Without Jesus the Father's face is not made known. We are left with a vague sense of fear before God's justice. Perhaps we even find traces of his love and mercy. Yet without the revelation of God in Christ we would never know the depths of the love of the Father for us. But through Jesus we learn that he does not desire to be distant from us but rather wants to be Father to us as well. His is Fatherhood in the truest sense, and so he is "the Father, from whom every family in heaven and on earth is named" (see Ephesians 3:14-15).
Jesus wants us to know who he is, true Son of the Father, because in knowing him we know the Father. And knowing the Father really is "enough for us." The one who is Father more truly than earthly fathers longs to hold us in his embrace. This is the fullness into which we are invited by Jesus.
Just as Jesus reveals the Father we are meant to reveal Jesus by our own lives.
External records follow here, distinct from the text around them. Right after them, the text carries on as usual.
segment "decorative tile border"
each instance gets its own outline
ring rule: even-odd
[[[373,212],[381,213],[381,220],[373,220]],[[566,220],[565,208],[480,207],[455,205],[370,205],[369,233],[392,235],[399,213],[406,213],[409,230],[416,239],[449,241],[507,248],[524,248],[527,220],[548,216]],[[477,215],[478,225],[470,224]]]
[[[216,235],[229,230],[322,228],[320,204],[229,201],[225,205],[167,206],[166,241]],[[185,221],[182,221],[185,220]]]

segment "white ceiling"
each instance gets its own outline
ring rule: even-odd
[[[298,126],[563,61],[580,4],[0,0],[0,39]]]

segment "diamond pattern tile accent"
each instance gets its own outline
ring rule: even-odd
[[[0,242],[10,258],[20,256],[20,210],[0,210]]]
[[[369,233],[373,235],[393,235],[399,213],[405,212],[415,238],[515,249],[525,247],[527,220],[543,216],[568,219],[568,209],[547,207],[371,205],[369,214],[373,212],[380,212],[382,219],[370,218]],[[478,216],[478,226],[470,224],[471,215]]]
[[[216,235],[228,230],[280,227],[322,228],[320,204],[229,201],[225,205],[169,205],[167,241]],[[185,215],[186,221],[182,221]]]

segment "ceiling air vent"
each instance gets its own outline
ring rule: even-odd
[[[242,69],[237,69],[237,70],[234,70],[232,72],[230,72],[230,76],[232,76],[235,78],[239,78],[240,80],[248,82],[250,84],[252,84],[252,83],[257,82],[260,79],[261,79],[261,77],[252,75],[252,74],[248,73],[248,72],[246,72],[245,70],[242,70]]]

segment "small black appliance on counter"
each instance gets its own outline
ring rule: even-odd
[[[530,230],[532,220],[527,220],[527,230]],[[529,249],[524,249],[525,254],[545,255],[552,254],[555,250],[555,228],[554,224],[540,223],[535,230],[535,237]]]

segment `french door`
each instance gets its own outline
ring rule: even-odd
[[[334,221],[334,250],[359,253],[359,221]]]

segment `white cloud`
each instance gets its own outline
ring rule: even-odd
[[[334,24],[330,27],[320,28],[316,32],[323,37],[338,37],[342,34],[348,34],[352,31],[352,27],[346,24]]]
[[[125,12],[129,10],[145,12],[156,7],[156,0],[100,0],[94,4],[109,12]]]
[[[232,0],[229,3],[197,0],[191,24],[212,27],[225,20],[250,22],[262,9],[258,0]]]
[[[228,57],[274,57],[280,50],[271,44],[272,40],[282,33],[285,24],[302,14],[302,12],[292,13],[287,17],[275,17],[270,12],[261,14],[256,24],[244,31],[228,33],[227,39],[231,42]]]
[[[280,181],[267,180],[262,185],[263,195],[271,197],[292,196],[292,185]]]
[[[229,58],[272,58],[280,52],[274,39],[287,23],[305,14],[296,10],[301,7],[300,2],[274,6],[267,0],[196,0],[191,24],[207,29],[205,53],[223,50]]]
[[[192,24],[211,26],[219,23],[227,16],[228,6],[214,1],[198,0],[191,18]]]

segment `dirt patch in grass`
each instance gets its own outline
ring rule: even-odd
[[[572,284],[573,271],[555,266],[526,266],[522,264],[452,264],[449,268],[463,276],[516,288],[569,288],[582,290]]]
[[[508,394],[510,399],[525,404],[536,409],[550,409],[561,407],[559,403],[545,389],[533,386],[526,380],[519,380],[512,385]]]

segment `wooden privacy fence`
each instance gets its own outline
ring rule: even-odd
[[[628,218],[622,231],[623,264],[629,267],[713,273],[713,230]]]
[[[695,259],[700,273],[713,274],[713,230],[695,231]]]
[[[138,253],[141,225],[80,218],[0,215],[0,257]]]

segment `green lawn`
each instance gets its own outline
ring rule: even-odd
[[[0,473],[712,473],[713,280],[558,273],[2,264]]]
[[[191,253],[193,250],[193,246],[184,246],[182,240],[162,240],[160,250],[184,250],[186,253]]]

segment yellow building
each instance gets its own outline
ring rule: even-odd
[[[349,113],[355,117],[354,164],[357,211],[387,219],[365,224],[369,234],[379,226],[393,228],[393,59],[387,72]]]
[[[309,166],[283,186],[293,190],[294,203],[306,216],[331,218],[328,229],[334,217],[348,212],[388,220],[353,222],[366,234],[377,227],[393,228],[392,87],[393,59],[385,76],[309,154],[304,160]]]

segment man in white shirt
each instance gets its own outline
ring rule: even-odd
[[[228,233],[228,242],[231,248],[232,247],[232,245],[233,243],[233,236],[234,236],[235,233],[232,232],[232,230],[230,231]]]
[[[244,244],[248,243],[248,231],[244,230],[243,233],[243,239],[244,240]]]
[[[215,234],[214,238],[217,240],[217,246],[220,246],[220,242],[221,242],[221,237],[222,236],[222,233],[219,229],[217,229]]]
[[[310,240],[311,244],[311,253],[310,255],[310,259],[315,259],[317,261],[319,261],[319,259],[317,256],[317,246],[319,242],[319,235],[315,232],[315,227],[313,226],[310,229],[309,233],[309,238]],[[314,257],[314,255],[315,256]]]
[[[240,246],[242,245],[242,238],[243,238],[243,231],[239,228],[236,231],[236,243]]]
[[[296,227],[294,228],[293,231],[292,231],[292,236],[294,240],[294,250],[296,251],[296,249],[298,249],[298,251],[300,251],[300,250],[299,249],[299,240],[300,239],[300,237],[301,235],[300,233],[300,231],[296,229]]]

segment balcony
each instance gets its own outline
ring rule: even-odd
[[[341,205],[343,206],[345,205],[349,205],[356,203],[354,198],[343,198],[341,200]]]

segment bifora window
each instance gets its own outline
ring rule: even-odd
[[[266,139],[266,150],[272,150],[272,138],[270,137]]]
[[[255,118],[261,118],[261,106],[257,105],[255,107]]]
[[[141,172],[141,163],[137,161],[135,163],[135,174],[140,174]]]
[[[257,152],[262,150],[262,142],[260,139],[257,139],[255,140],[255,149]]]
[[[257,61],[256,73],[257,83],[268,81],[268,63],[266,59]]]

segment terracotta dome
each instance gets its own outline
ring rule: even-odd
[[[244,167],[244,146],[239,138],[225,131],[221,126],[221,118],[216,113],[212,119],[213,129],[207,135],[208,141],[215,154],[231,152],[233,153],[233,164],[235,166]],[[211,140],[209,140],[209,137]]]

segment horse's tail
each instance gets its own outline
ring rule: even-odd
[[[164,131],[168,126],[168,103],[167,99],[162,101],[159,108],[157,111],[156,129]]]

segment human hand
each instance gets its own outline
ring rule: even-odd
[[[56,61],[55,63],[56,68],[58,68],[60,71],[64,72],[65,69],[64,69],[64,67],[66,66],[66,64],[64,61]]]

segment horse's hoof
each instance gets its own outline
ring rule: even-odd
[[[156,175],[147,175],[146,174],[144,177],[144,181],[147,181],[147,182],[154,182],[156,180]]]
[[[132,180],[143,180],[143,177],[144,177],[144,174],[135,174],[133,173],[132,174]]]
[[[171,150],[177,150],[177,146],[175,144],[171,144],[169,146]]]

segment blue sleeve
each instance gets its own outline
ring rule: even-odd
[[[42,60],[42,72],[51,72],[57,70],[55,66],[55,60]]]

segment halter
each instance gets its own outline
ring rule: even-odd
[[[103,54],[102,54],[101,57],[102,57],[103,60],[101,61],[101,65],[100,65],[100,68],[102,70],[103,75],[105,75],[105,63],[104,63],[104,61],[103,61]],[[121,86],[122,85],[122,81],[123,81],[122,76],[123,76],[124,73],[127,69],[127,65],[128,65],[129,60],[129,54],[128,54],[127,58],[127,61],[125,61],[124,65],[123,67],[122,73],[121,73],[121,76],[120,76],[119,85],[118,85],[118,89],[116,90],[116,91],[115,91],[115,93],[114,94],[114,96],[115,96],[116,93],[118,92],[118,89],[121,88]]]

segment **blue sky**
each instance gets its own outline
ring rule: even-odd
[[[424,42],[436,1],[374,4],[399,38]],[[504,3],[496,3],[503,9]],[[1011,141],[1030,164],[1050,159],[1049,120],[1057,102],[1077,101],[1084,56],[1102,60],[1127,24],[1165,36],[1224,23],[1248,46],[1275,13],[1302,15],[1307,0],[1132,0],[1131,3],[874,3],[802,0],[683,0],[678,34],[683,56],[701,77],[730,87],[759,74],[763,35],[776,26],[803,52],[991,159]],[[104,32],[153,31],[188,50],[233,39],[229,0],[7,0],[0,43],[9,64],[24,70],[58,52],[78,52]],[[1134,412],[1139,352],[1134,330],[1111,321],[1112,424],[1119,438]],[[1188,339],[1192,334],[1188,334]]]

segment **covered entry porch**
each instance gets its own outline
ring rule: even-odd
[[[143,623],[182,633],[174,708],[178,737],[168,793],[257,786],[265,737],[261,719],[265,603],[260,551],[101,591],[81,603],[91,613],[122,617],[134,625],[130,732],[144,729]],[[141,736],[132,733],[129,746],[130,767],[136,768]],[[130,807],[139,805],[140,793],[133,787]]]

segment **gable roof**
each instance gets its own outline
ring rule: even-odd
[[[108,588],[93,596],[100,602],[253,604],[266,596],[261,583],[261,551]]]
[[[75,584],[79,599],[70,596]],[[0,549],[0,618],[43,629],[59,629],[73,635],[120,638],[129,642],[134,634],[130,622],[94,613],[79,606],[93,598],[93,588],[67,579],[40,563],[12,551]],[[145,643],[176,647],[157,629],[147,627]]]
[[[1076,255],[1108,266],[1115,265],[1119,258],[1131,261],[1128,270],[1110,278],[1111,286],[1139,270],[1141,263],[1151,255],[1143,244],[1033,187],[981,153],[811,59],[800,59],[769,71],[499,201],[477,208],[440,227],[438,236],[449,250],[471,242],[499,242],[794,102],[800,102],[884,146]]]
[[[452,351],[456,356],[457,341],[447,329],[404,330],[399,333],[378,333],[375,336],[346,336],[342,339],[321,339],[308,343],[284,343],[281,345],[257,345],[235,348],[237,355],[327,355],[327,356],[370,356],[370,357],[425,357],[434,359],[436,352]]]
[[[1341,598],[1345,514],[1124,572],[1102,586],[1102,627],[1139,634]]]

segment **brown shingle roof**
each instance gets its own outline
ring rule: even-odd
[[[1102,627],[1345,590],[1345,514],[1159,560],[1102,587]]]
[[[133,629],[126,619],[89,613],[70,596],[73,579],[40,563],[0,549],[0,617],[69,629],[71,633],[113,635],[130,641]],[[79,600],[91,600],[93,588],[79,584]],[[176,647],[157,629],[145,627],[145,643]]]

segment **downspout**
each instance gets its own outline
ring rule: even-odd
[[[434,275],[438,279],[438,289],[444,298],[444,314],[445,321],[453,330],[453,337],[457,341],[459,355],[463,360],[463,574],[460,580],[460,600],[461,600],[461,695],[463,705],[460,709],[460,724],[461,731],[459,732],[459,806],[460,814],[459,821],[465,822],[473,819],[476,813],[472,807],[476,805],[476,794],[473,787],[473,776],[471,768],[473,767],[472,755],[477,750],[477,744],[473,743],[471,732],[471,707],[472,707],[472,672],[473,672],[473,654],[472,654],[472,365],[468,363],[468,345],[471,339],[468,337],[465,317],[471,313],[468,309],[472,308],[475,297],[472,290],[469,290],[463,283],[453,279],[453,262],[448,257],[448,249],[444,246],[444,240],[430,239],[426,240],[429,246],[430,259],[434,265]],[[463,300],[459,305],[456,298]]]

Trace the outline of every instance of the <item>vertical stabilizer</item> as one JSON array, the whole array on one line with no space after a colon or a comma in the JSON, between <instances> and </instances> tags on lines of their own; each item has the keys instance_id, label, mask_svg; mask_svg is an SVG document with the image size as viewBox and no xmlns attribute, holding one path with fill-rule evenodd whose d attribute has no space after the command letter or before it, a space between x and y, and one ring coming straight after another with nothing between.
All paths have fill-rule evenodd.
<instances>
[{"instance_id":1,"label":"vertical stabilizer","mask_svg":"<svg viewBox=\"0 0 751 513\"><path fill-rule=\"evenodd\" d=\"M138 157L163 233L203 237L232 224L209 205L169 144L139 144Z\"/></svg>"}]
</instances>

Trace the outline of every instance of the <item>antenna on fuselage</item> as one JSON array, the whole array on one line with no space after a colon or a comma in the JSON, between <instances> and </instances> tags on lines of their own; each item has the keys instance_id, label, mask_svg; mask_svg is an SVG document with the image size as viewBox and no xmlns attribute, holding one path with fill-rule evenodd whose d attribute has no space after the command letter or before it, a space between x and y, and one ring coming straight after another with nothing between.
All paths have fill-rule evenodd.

People should be able to look at us and notice something greater at work in us, something, perhaps, which eludes firm definition, but something that makes them curious.
For so the Lord has commanded us,
I have made you a light to the Gentiles,
that you may be an instrument of salvation
to the ends of the earth.
Revealing Jesus to the world means sharing not only in his glory but also in his suffering and persecution, at least in some small degree. We are called to bear our share of hardships for the sake of the gospel. But, as Paul reminds Timothy, we are to do so with the strength that comes from God (see Second Timothy 1:8).
On our own we remain fruitless when trials come. For the sake of the love of the Father Jesus embraced suffering and the cross. Therefore we can in turn be united to him by love, that our suffering can bear fruit. When we are scattered we are not lost but are rather sown as seeds.
So they shook the dust from their feet in protest against them
and went to Iconium.
The disciples were filled with joy and the Holy Spirit.